15 May 2026, 22:06

Indischer Rennfahrer Arjun Maini übertrifft Max Verstappen in Nürburgring-Qualifying

Ein Nissan GT-R Nismo GT3 Rennauto auf der Nürburgring 24 Stunden Rennstrecke, mit grünem Gras auf beiden Seiten des Asphalts.

Indischer Rennfahrer Arjun Maini übertrifft Max Verstappen in Nürburgring-Qualifying

Indischer Rennfahrer Arjun Maini übertrifft Formel-1-Weltmeister Max Verstappen in der Qualifikation für die 24 Stunden Nürburgring

Beim zweiten Qualifying für die 24 Stunden Nürburgring fuhr der indische Rennfahrer Arjun Maini eine schnellere Runde als Formel-1-Weltmeister Max Verstappen. Am Steuer des #64 Ford Mustang GT3 des Haupt Racing Teams (HRT) sicherte sich Maini mit einer Rundenzeit von 8:11,278 Minuten den vierten Platz in der stark umkämpften SP9-Klasse. Das Ergebnis unterstreicht seine starke Form vor dem anstehenden, extrem anspruchsvollen Langstreckenrennen an diesem Wochenende.

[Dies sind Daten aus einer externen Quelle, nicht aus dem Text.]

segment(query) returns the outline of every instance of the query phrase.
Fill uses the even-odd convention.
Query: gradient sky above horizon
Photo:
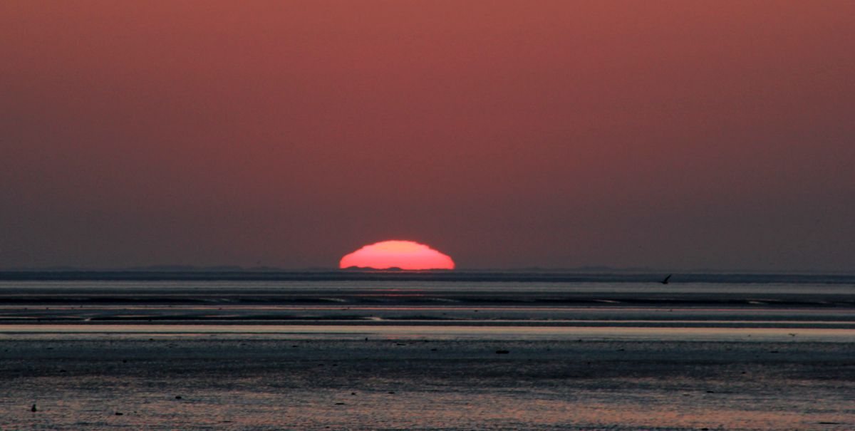
[[[0,3],[0,268],[855,269],[855,2]]]

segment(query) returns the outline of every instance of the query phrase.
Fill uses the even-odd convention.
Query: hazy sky
[[[0,268],[855,269],[855,2],[0,2]]]

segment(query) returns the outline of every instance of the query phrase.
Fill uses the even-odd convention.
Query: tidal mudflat
[[[852,342],[6,335],[0,428],[848,430],[853,353]]]
[[[852,277],[462,277],[3,281],[0,429],[855,429]]]

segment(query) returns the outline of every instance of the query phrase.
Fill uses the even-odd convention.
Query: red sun
[[[424,244],[413,241],[382,241],[345,255],[339,268],[374,269],[454,269],[454,261]]]

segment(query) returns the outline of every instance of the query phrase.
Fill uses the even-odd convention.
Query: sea
[[[855,275],[667,275],[0,273],[0,429],[855,429]]]

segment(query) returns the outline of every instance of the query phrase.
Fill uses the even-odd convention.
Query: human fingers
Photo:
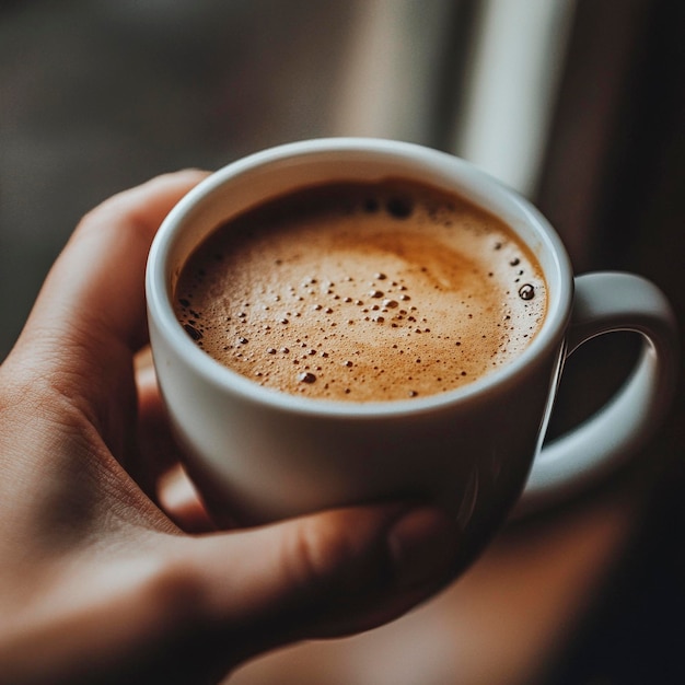
[[[457,546],[442,512],[406,504],[183,541],[177,570],[202,599],[195,648],[205,646],[205,660],[230,653],[233,666],[277,646],[386,623],[451,579]]]
[[[171,208],[205,175],[184,171],[160,176],[86,214],[50,270],[8,359],[69,397],[113,440],[121,432],[121,413],[131,418],[131,358],[147,335],[150,243]]]

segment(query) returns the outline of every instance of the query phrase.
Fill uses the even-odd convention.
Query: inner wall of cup
[[[198,186],[170,214],[166,255],[171,300],[181,268],[195,247],[232,217],[295,188],[334,181],[405,177],[456,193],[506,221],[537,257],[547,283],[547,313],[538,336],[562,325],[570,303],[571,274],[565,249],[546,220],[527,201],[462,160],[410,146],[384,149],[303,149],[279,156],[279,149],[229,165]],[[282,154],[282,153],[281,153]],[[553,332],[554,334],[554,332]]]

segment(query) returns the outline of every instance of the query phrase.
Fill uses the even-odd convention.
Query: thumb
[[[182,564],[201,585],[206,643],[230,647],[235,665],[405,613],[451,578],[457,532],[433,508],[388,504],[179,542],[193,547]]]

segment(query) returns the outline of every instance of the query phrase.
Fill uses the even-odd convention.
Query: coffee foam
[[[306,188],[202,243],[176,314],[256,383],[355,402],[442,393],[510,362],[544,320],[541,268],[509,227],[402,181]]]

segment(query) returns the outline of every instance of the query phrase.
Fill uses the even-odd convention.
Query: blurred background
[[[577,271],[640,272],[685,322],[684,8],[4,0],[0,361],[94,205],[159,173],[320,136],[465,156],[541,207]],[[553,431],[625,373],[635,340],[609,337],[571,359]],[[685,682],[684,409],[681,384],[625,473],[512,524],[425,609],[369,636],[285,650],[232,682]]]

Maini, Werksfahrer bei Ford, ist seit den frühen Entwicklungsphasen am Mustang-GT3-Programm beteiligt. Sein Auftritt am Nürburgring fällt in eine Phase des Übergangs: Die Saison 2025 führt das neue GT3-Evo-Paket ein, das die Wettbewerbsfähigkeit des Fahrzeugs weiter steigern soll. Der Inder wechselte zu HRT, als das Team von Mercedes-AMG zu Fords GT3-Engagement überging, und bringt dabei Erfahrung aus früheren Langstreckenprojekten mit.

Verstappen, der in derselben SP9-Kategorie an den Start ging, erzielte eine Rundenzeit von 8:11,614 Minuten – nur 0,336 Sekunden langsamer als Maini. Die Session zeigte einmal mehr das hohe Konkurrenzniveau am Nürburgring, wo sich 161 Fahrzeuge in über 20 Klassen um Positionen duellieren. Nach der Fahrt äußerte sich Maini über das intensive Rivalitätsniveau, zeigte sich aber zufrieden mit seiner Leistung.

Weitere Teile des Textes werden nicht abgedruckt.